Exhibit 5.1

June 11, 2026
D Boral Capital LLC
590 Madison Avenue, 28th Floor
New York, New York 10022
Alyeska Master Fund, L.P.
Jason A. Bragg, Chief Financial Officer
77 West Wacker Drive, 7th Floor
Chicago, IL 60601
| Re: | CORE AI Holdings, Inc. – Registration Statement on Form F-3 (File No. 333-291487) |
We act as Canadian counsel to CORE AI Holdings, Inc., a British Columbia corporation (the “Company”), in connection with the sale and issuance (the “Offering”) of up to $5.4 million of the (i) Company’s common shares in shares of the Company’s common stock (the “Shares”) and (ii) pre-funded warrants (the “PFWs”) in lieu of Shares (together with the Shares, collectively, the “Securities”) pursuant to a Securities Purchase Agreement dated June 10, 2026, by and between the Company and each purchaser identified therein (the “Purchase Agreement”), pursuant to an effective shelf registration statement on Form F-3 (File No. 333-291487) (the “Registration Statement”) filed with the Securities and Exchange Commission (the “Commission”) under the Securities Act of 1933, as amended (the “Securities Act”), and the related prospectus dated November 13, 2025 (the “Base Prospectus”), and declared effective by the Commission on November 21, 2025, as supplemented by the prospectus supplement dated June 11, 2026, (together with the Base Prospectus, the “Prospectus”).
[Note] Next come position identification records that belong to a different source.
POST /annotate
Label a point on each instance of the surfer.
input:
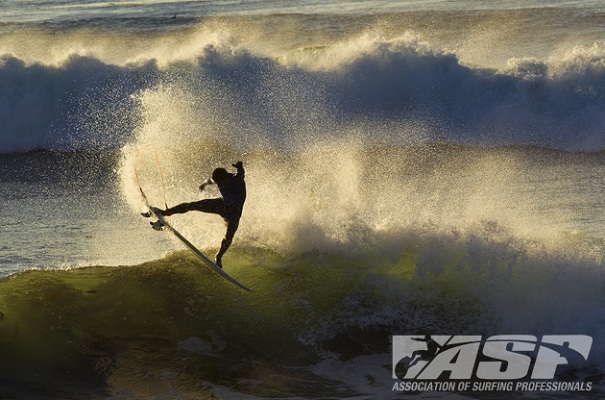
(229, 206)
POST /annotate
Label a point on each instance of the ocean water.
(413, 167)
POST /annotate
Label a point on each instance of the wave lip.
(396, 90)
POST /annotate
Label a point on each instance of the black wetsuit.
(229, 206)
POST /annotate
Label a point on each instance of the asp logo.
(500, 357)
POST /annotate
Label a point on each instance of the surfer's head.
(220, 175)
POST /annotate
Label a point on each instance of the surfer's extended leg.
(214, 206)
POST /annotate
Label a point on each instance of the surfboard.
(155, 212)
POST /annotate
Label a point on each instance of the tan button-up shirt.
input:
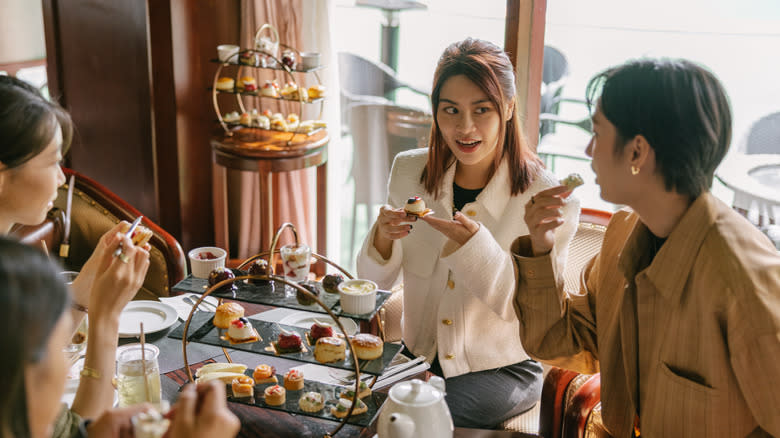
(689, 339)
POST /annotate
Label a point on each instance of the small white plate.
(155, 315)
(306, 319)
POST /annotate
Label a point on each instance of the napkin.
(183, 308)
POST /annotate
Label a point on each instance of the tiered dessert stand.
(269, 294)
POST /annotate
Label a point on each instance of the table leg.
(322, 216)
(220, 204)
(266, 210)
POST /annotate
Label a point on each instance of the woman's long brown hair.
(487, 66)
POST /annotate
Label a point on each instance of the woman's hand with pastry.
(391, 224)
(459, 229)
(543, 214)
(202, 412)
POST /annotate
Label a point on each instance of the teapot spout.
(400, 426)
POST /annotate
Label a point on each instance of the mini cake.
(311, 402)
(241, 331)
(226, 313)
(265, 374)
(366, 346)
(258, 267)
(232, 117)
(248, 83)
(331, 283)
(573, 181)
(415, 206)
(293, 380)
(275, 395)
(316, 91)
(222, 274)
(270, 89)
(225, 84)
(243, 386)
(279, 125)
(320, 330)
(305, 299)
(330, 349)
(288, 342)
(343, 405)
(349, 392)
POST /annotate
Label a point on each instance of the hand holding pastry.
(459, 229)
(391, 224)
(543, 214)
(202, 412)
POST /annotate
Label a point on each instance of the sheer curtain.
(292, 190)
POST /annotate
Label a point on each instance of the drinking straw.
(143, 364)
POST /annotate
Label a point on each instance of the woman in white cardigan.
(476, 176)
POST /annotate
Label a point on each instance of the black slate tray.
(202, 330)
(273, 294)
(329, 393)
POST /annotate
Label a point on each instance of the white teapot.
(416, 409)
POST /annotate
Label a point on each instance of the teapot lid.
(417, 393)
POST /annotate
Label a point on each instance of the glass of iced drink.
(132, 371)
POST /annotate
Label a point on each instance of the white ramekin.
(357, 303)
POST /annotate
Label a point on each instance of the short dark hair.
(679, 107)
(33, 298)
(28, 122)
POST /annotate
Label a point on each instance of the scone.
(330, 349)
(225, 84)
(366, 346)
(275, 395)
(226, 313)
(293, 380)
(343, 405)
(349, 392)
(311, 402)
(265, 374)
(243, 386)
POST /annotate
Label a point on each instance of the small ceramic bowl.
(205, 259)
(357, 296)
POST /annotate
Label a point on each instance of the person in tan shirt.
(680, 311)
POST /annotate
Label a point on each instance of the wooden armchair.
(94, 210)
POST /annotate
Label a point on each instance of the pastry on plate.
(330, 349)
(416, 206)
(241, 331)
(243, 386)
(367, 346)
(293, 380)
(226, 313)
(349, 391)
(311, 402)
(225, 84)
(320, 330)
(343, 405)
(288, 342)
(573, 181)
(275, 395)
(265, 374)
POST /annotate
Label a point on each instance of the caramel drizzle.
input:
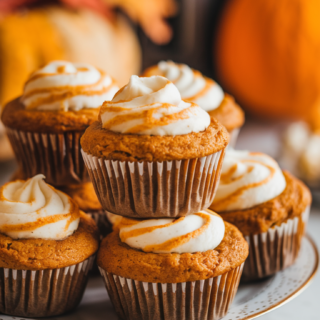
(65, 92)
(197, 74)
(30, 226)
(227, 176)
(168, 245)
(147, 116)
(235, 195)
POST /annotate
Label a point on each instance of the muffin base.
(43, 293)
(155, 189)
(276, 249)
(198, 300)
(56, 155)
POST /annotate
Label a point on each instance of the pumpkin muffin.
(47, 247)
(45, 124)
(205, 92)
(270, 208)
(152, 154)
(85, 197)
(194, 261)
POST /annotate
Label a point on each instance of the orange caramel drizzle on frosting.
(29, 226)
(197, 74)
(172, 243)
(227, 178)
(65, 92)
(149, 121)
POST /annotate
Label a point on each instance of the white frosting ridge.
(247, 179)
(62, 85)
(152, 106)
(198, 232)
(192, 85)
(33, 209)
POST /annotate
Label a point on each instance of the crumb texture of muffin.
(109, 145)
(118, 258)
(291, 203)
(83, 195)
(16, 116)
(38, 254)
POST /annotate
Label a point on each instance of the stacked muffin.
(47, 247)
(155, 160)
(45, 125)
(205, 92)
(269, 206)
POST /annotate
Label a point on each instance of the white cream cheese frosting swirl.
(197, 232)
(62, 85)
(247, 179)
(32, 209)
(152, 106)
(191, 84)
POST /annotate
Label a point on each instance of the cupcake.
(268, 206)
(205, 92)
(152, 154)
(47, 247)
(85, 197)
(185, 268)
(45, 124)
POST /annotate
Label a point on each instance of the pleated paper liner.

In connection with this opinion, we have reviewed and relied upon the Registration Statement, the Prospectus, the Company’s Notice of Articles, the Company’s Articles, records of the Company’s corporate proceedings in connection with the Offering, and such other documents, records, certificates, memoranda and other instruments as we deem necessary as a basis for this opinion. With respect to the foregoing documents, we have assumed: (i) the authenticity of all records, documents, and instruments submitted to us as originals; (ii) the genuineness of all signatures on all agreements, instruments and other documents submitted to us; (iii) the legal capacity and authority of all persons or entities (other than the Company) executing all agreements, instruments or other documents submitted to us; (iv) the authenticity and the conformity to the originals of all records, documents, and instruments submitted to us as copies; (v) that the statements contained in the certificates and comparable documents of public officials, officers and representatives of the Company and other persons on which we have relied for purposes of this opinion are true and correct; and (vi) the due authorization, execution and delivery of all agreements, instruments and other documents by all parties thereto (other than the due authorization, execution and delivery of each such agreement, instrument and document by the Company). We have also obtained from officers of the Company certificates as to certain factual matters and, insofar as this opinion is based on matters of fact, we have relied on such certificates without independent investigation.
888.476.5291
www.corpcounsel.ca
CC Corporate Counsel Professional Corporation
37 Jacob Keffer Parkway, Suite 301, Vaughan, Ontario, L4K 5N8
Our opinion is limited to the law of Canada and the Province of British Columbia, including all applicable provisions of the British Columbia Business Corporations Act. We have not considered, and have not expressed any opinion with regard to, or as to the effect of, any other law, rule, or regulation, state or federal, applicable to the Company. In particular, we express no opinion as to United States federal securities laws. We are not rendering any opinion as to compliance with any provincial, federal or state law, rule or regulation relating to securities, or to the sale or issuance thereof. This opinion letter deals only with the specified legal issues expressly addressed herein, and you should not infer any opinion that is not explicitly stated herein from any matter addressed in this opinion letter.
On the basis of the foregoing, and in reliance thereon, we are of the opinion that the Securities have been duly and validly authorized by the directors of the Company.
We hereby consent to the filing of this opinion as an exhibit to a Current Report on Form 6-K to be filed by the Company on or about the date hereof and its incorporation by reference into the Registration Statement and further consent to the reference to our name under the caption “Legal Matters” in the prospectus supplement, which is a part of the Registration Statement. In giving this consent, we do not admit that we are in the category of persons whose consent is required under Section 7 of the Securities Act.